One of the most common misconceptions is that once dissolved oxygen is removed, the job is complete.

In reality, that’s only half the equation.

“Once you take the dissolved oxygen out, you need to make sure it doesn’t get back in again.”

Dissolved oxygen can re-enter the product quickly if it’s exposed to air at any point downstream. Even minor leaks, improper tank blanketing, or open transfers can allow oxygen to reabsorb into the liquid—often faster than expected.

This is particularly important in brewing, where DO levels directly impact product stability and shelf life.

To maintain low DO levels after removal:

  • Use nitrogen or CO₂ blanketing in storage tanks
  • Minimize exposure to atmospheric air
  • Ensure system integrity during transfer and packaging

“Any small leak of oxygen in the environment could cause the level to go back up rapidly.”

The takeaway:
Removing DO is critical—but preventing reintroduction is just as important.

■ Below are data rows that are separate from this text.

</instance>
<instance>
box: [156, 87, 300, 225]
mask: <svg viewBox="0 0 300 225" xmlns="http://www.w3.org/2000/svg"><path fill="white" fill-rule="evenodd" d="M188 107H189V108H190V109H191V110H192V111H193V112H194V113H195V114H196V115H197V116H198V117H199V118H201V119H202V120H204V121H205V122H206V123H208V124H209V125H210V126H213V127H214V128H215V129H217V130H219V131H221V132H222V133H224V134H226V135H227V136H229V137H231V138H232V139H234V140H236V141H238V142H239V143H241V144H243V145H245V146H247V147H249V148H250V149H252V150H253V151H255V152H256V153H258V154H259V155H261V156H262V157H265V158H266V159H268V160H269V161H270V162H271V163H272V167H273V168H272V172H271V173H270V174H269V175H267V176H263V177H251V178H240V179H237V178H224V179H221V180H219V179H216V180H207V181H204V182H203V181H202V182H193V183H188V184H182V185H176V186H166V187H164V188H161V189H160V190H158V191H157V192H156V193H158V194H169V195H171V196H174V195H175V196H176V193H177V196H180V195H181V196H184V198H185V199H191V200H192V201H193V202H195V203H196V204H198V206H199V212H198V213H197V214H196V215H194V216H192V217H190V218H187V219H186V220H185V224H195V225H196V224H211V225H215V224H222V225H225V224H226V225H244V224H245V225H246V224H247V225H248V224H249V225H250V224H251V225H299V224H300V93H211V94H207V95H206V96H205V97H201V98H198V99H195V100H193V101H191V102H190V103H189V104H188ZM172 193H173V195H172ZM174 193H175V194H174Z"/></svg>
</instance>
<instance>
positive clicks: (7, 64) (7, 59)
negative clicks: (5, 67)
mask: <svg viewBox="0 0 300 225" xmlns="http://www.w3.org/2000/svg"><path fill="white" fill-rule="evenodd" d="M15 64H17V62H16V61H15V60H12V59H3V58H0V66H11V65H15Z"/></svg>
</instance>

Membrane Deaeration vs. Sparging: What’s the Difference?

Many breweries still rely on CO₂ or nitrogen sparging to remove dissolved oxygen. While effective, it introduces tradeoffs that become more significant at scale.

Sparging is inherently a batch process. Gas is introduced into a tank, and over time—often 8 to 10 hours or more—oxygen is stripped out of the liquid.

Membrane systems, on the other hand, operate continuously and provide on-demand deoxygenated water.

“With a membrane system, you’ve got an on-demand source of low dissolved oxygen water—right when you need it.”

This difference becomes especially important during packaging operations, where timing and consistency matter.

“If something gets delayed and you’re relying on sparging, you may not have deoxygenated water ready. That can put you in a tough spot.”

There are also significant efficiency gains:

  • Lower gas consumption
  • No need to tie up tanks for hours
  • More consistent and repeatable performance

From an operational standpoint, membrane systems allow breweries to decouple deaeration from tank availability, improving overall process flexibility.

Where Many Brewers Lose Efficiency Today

Most brewers aren’t doing anything “wrong”—but some common approaches are less efficient than they appear on the surface.

One of the most common examples is using carbonation stones and sparging to deaerate water. It’s accessible and uses existing equipment, but it comes with hidden costs.

“It’s easy to use what you already have—a tank, a stone, and gas—but it’s very inefficient.”

These inefficiencies show up in several ways:

  • Extended processing times
  • High gas consumption
  • Reduced tank availability

Over time, this impacts both operating costs and production capacity.

“If you look at the time and gas being used, there’s often a pretty short payback for a membrane system.”

For breweries looking to scale or improve throughput, these tradeoffs become increasingly important to evaluate.


Final Thoughts

As brewers continue to push for better product stability, longer shelf life, and more efficient operations, dissolved oxygen control remains a critical focus area.

But as the conversations at CBC 2026 made clear, success isn’t just about having the right equipment—it’s about understanding how variables like gas quality, cleaning practices, system design, and operating conditions all work together.

Getting those details right can mean the difference between consistently hitting your DO targets—or constantly working to maintain them.